The epitome of rock independence, R.E.M. had grown incrementally as songwriters, performers, and recording artists by the time they inaugurated work with Scott Litt as session producer for Document (he would continue for five more outings in the role.)  It’s wholly plausible the magnification of the unit’s recorded sound–amplified across the frequency spectrum on a 2012 remaster by Robert Vosgien–is the biggest advance the engineer/co-producer brought to the proceedings. But the inclusion of “Strange,” the four-piece unit’s cover of British eccentrics Wire, also spoke self-referential volumes about their collective state of mind. 

In a slightly different but no less crucial vein, R.E.M.’s self-confidence permeated this entire project. Eight of its tracks appear on the setlist in the live recording from Holland they included in the twenty-fifth-anniversary edition. And, notwithstanding the politics of those times, the musicianship on “Exhuming McCarthy” radiates an edgy purpose.

Ringing out loud and clear from the very outset on “Finest Worksong,” these virtues are the most direct reflections of the band’s growth.

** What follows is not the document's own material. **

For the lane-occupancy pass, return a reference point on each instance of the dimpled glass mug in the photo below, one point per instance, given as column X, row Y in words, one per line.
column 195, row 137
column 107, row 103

Taking part in a redefinition of the guitar/bass/drums/vocals format, Peter Buck all but reconceived the role of rhythm guitar in the genre, to the point Keith Richards might well envy the layered, complementary work on “Disturbance at the Heron House.” 

Yet the most striking departure of all here may be the heightened prominence of Michael Stipe’s lead singing. His voice is clearly upfront within the well-defined mix as he enunciates cryptic lyrics like that of “Oddfellows Local 151” and “Lightin’ Hopkins.” And, at the conclusion of  “Welcome to the Occupation,” the eccentric frontman repeats ‘Listen to me!’ over and over again, with increasing urgency. 

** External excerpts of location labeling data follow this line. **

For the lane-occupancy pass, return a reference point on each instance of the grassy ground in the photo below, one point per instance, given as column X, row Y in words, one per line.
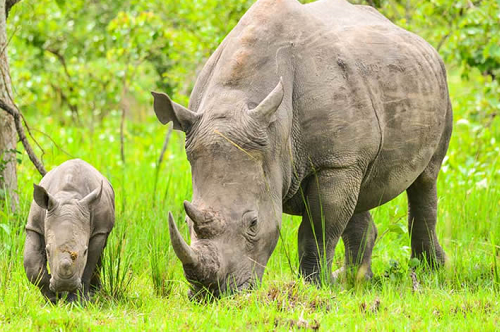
column 144, row 288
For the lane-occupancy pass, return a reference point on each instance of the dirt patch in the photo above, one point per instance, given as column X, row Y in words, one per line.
column 370, row 308
column 300, row 323
column 288, row 297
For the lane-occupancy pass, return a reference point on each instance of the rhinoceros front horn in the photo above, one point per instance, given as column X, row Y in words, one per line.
column 183, row 251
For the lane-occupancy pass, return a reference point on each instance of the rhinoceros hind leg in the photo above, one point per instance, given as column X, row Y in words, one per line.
column 422, row 197
column 359, row 237
column 330, row 197
column 90, row 278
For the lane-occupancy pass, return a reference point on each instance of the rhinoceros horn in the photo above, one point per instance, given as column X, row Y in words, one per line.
column 195, row 214
column 183, row 251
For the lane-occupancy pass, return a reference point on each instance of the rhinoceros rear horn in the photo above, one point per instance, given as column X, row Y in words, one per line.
column 93, row 196
column 265, row 111
column 167, row 110
column 195, row 215
column 183, row 251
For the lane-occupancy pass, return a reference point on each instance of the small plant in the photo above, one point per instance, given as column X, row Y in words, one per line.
column 116, row 273
column 162, row 275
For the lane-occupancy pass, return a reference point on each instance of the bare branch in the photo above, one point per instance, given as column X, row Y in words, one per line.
column 22, row 136
column 164, row 147
column 8, row 5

Document is the work of a band that wants to be heard, even if the quartet refused to spell it out for their listeners new and old.

R.E.M aficionados in particular though will still be delighted at the thought the Athens, Georgia band’s first bonafide hit, “The One I love,” is an exercise in irony the likes of which the group, and vocalist/chief lyricist Stipe in particular, never surpassed. 

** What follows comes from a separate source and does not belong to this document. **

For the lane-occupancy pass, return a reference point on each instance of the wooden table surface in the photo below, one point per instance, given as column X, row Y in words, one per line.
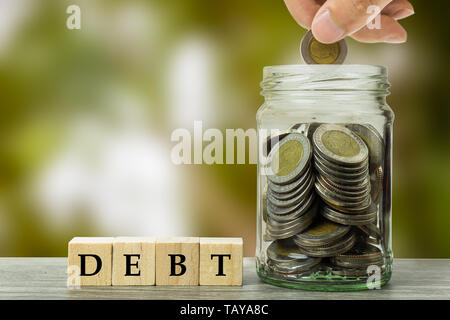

Mike Mills also declared himself the unsung hero of the foursome here, albeit in a somewhat tacit fashion. He carefully contoured his bass lines within arrangements such as that of “Welcome to the Occupation” and with one of them fired a sharp shot across the bow of Bill Berry’s booming drums on the aforementioned clarion call of an opener. Meanwhile, his voice commanded attention whenever it appeared, to the extent his counterpoint singing nearly supersedes the refrain of the exultant “It’s the End of the World As We Know It (And I Feel Fine).” 

For a band that demurred from placing photos of itself on its album covers–the one on the front here is a pastiche of images individually and collectively vivid–to express itself so clearly and directly as this is no small gesture, especially when the tunes come from opposite ends of the emotional spectrum. Yet for all R.E.M. ‘s emphasis on bedrock arrangements on Document, there’s also a restrained and judicious use of additional instrumentation. 

Besides carefully placed touches of percussion (tambourine, guiro), the dulcimer on “King of Birds” foreshadowed the varied, often acoustic textures on those two aforementioned blockbuster LPs of ‘91 and ‘92 respectively. In addition, Steve Berlin of Los Lobos added the liberating squawk of saxophone to the cacophony of”Fireplace.”

The impact of Document had a broad ripple effect in the rock milieu of the era. As such, it mirrored that of R.E.M. as progenitors of a genre unto itself. In that light, three and a half decades on, the band’s progression seems not only supremely logical but also all the more purposeful. And in careful hearings to it today, the songs sound eerily prescient. 

Apart from allusions to unhinged zealotry and righteous zeal in “Exhuming McCarthy,” reverberations of contemporary cultural, political and social themes are unmistakable in Document, to the point its title has taken on even greater meaning(s) in the interim since its release. R.E.M. had always used ambiguity effectively from the start of its recording career, but never with more potency than here.